Case Example of Possible Muting Methods:
The Muting of Free FLOWING Free Speech: Here are some sample examples of how Muting Techniques could be driven:
- Flagging a person as someone worthy of “monitoring”
- Identifying their affiliations in people and their corresponding characteristics
- Introducing hidden changes to their online
experience that may include:
- DELAY – Delaying a message from being seen by their intended audience, with no additional controls
- BLOCK – Blocking a message from being seen by their intended audience
- SUBVERT-MUTE– Display a message only to those who would vehemently argue with their opinion, muting originator’s counter-opinions to the opponents or their supporters
- SELECTIVE-EXEMPLIFY – Display their message to all their “rated” supporters (for desired messages), and allow all positively rated respondent’s responses, while denying responses to the contrary
- COUNTER-EXEMPLIFY—Display their message to their opponents, only to put the originator into a black hole such as BLOCK, while they still receive the onslaught of disagree-rated respondents, without being able to “fight back”

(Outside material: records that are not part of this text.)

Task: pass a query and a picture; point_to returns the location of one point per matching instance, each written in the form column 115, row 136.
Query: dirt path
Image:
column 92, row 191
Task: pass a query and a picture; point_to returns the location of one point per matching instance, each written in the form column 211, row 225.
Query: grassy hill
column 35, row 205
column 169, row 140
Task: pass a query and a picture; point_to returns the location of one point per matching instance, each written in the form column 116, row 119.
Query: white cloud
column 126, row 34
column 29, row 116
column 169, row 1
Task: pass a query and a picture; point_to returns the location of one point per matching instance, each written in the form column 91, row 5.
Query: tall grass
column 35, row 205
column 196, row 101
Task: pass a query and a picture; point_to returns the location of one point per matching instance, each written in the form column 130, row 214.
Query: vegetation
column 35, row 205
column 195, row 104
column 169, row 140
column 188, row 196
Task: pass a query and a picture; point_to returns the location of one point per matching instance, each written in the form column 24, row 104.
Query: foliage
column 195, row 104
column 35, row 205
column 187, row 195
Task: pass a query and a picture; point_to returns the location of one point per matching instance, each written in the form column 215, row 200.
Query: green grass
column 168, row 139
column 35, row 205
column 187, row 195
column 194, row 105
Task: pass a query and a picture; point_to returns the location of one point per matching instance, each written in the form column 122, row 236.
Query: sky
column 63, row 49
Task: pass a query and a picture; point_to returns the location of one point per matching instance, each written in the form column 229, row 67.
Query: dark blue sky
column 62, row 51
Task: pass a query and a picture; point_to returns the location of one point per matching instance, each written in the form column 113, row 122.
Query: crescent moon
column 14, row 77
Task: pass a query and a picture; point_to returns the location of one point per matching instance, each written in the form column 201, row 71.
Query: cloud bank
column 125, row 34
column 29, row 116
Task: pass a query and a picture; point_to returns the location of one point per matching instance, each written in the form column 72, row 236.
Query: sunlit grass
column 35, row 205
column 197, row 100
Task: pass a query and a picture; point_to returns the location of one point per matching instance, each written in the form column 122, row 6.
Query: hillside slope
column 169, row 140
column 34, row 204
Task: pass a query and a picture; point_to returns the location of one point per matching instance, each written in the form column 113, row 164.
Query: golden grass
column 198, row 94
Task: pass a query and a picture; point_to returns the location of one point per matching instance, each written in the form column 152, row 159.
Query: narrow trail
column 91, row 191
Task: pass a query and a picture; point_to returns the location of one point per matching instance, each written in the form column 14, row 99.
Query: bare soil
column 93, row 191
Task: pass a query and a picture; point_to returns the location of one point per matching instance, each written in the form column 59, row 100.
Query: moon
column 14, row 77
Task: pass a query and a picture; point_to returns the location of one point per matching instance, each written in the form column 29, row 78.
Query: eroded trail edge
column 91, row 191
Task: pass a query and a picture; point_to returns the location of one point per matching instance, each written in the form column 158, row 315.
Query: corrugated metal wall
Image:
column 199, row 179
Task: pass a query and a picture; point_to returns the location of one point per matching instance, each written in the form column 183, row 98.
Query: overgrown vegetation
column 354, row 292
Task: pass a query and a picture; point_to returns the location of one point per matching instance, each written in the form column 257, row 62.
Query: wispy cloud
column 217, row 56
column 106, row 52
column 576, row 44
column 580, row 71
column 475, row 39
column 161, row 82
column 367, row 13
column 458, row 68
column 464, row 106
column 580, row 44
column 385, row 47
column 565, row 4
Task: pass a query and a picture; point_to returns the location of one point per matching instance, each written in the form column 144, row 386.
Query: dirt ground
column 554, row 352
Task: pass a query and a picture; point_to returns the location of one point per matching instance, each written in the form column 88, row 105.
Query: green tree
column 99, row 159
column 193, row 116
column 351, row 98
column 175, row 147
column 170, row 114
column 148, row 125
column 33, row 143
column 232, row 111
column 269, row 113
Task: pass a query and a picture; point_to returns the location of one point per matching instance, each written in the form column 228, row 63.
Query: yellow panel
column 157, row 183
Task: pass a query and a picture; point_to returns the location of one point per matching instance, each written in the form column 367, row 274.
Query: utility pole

- BLAST-EXEMPLIFY – Display their message for everyone, only to mute the opposition voice.
- NOTIFY-NO – This one is where they allow the message to go, but the heavily relied on notification system for that message simply doesn’t fire. Almost completely invisible from a tracking methodology, and the person’s message is never even seen, while the message “went through just fine”
Conclusion:
While I could cite examples of how such categorization could be hidden from view from authoritative governance, I want to keep this message simple. People reach out to be heard, and to hear from others. The sheer ability to make someone perceive nobody liked their message, or nobody decided to respond, or as for Internet, nobody even saw it, is not only a way of Blocking free speech, but making one feel that their speech doesn’t matter. It goes way beyond a large search provider reminding only Democrats to go vote. When managed on a microscopic level, (communication by communication), it changes our sense of whether our message is right or wrong, is appreciated or appalled. I can follow up with the way we can reverse engineer such tracking and blocking systems if you are interested enough to respond. I do data management for a living, and I’m sure there are checksums that can be quickly established to ensure everybody sees the messages the originator intended them to receive.